A caveat: with criticisms and rebuttals trailing the exercise by some affected stakeholders, we strongly advise that the drive should be carefully handled so as not to impair our real sector and service companies through refusal of our banks to grant legitimate loans and evaporation of international credit lines by Overseas Correspondent banks. No system can function without legitimate credit.
7. Need For Electoral Reform Before 2011 Elections
There is no doubt that the Nigerian electoral system is characterized by frauds that render the right of the citizens to elect their leaders a nullity. The task before all conscientious citizens, therefore. is to see how the political elite can be persuaded to toe the path of civilized conduct by allowing the will of the people prevail during elections. In this connection, we recommend that the Reforms proposed by Muhammadu Uwais Panel should be critically examined by the National Assembly to ensure that its recommendations most especially the one that has to do with allowing the National Judicial Council has a say in who becomes the electoral commission Chairman are adopted. The legislators should for once take national interest into consideration in resolving this logjam instead of displaying the usual partisan posturing while taking major national decisions.
8. Proposed Deregulation Of The Down Stream Of The Petroleum Industry
Mr. Chairman, we are glad that the Government has had a rethink on its policy to fully deregulate the down stream sector of the economy which it earlier proposed for November 2009. We hope that the Government is not merely postponing the evil day till early next year perhaps to welcome the citizens with more hardship in the New Year. We believe, however, that as a democratic government, this Administration will hearken to the voice of the people and discard this deregulation policy. Instead, the government and other viable organizations should invest in the construction of new refineries and in the repair of existing ones so that the issue of importation of petroleum products for domestic use will be a thing of the past.

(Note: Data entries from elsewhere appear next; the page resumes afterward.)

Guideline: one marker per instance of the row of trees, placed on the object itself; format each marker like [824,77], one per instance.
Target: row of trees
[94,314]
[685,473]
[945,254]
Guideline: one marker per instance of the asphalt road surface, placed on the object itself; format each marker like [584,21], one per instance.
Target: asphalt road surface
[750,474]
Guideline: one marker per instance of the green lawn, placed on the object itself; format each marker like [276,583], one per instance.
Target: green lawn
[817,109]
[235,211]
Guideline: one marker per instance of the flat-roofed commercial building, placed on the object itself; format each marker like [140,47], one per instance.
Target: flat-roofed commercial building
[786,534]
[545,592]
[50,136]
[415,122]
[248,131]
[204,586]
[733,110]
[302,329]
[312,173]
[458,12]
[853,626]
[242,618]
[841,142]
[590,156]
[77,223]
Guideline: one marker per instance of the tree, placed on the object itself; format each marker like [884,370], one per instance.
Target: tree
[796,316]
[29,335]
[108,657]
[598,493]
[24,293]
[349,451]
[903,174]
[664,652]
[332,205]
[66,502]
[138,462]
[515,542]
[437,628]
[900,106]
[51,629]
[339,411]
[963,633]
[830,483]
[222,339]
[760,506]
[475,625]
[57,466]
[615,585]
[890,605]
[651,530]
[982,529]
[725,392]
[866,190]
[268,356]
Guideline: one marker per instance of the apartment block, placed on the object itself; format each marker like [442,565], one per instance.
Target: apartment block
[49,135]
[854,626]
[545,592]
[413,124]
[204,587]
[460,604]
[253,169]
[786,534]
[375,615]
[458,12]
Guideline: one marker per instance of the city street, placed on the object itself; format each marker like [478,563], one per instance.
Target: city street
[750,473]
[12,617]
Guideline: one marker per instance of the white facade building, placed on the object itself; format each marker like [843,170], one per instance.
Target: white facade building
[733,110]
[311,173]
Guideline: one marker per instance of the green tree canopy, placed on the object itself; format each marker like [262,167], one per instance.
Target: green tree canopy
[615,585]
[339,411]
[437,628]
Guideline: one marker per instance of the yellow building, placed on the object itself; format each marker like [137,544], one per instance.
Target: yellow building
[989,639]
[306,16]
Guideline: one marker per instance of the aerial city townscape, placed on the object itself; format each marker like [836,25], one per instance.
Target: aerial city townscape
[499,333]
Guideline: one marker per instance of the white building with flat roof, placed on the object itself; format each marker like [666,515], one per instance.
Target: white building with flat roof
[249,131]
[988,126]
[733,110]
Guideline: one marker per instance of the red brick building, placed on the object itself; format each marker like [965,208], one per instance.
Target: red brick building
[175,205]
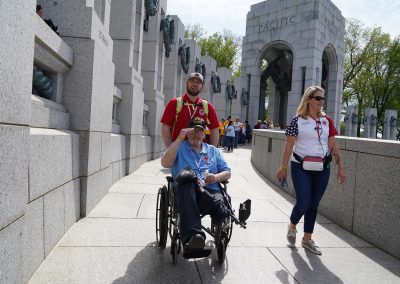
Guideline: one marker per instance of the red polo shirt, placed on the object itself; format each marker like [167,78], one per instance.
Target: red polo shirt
[189,111]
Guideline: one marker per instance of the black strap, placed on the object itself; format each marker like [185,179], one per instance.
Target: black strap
[297,157]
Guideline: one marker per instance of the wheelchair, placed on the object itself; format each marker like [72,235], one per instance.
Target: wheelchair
[167,222]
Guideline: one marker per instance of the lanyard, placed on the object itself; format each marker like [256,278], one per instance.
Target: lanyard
[197,162]
[318,127]
[194,109]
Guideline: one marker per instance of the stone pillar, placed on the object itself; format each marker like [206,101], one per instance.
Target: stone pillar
[237,102]
[173,79]
[153,60]
[126,31]
[195,52]
[303,35]
[221,102]
[16,53]
[211,65]
[89,87]
[390,124]
[351,121]
[370,121]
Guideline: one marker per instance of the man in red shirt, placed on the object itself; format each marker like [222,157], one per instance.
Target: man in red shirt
[192,107]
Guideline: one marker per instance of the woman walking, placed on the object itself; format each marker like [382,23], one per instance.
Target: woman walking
[230,135]
[310,146]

It is really a pity that Nigeria has continued to import these products when we have the material and human resources to refine these products and make them available to Nigerians at affordable prices. The political elite also need to be reminded that the main purpose of government is the welfare of the people. Thus, they should not continue to fashion out policies that are meant to inflict maximum punishment on the people.
9. Insecurity in the Land
The problem of security in the country has continued to feature in my speeches for some time now. This is because without adequate security, life itself will be threatened. In the last one year, the security situation in the country has become more worrisome and a source of concern for both the government and citizenry. If it is not kidnapping, armed robbery, murder or assassination, it would be sectarian or communal violence where lives and property would be lost. It is for this reason I keep reminding the government of its primary responsibility of securing lives and property of its citizens. I also believe that the crime rate and sectarian crises will reduce drastically if employment generation is put in place so that able bodied youths are fully engaged to make a living. Towards this end, I call on the three tiers of government to devise ways and means of boosting employment opportunities. If the youths are productively engaged, they will divert from crime because as the saying goes, an idle mind is the devil’s workshop. I must also reiterate with renewed emphasis, that electricity supply is a key factor in any modern economy. I therefore urge the Federal and State Governments to take the issue of power supply very seriously
because if electricity becomes stable, artisans and other small scale businesses will begin to thrive and many people will be actively engaged in economic activities.
10. On this note Fellow Comrades, I welcome you once again to this meeting and wish you all successful deliberation.
Thank you for your attention and God bless.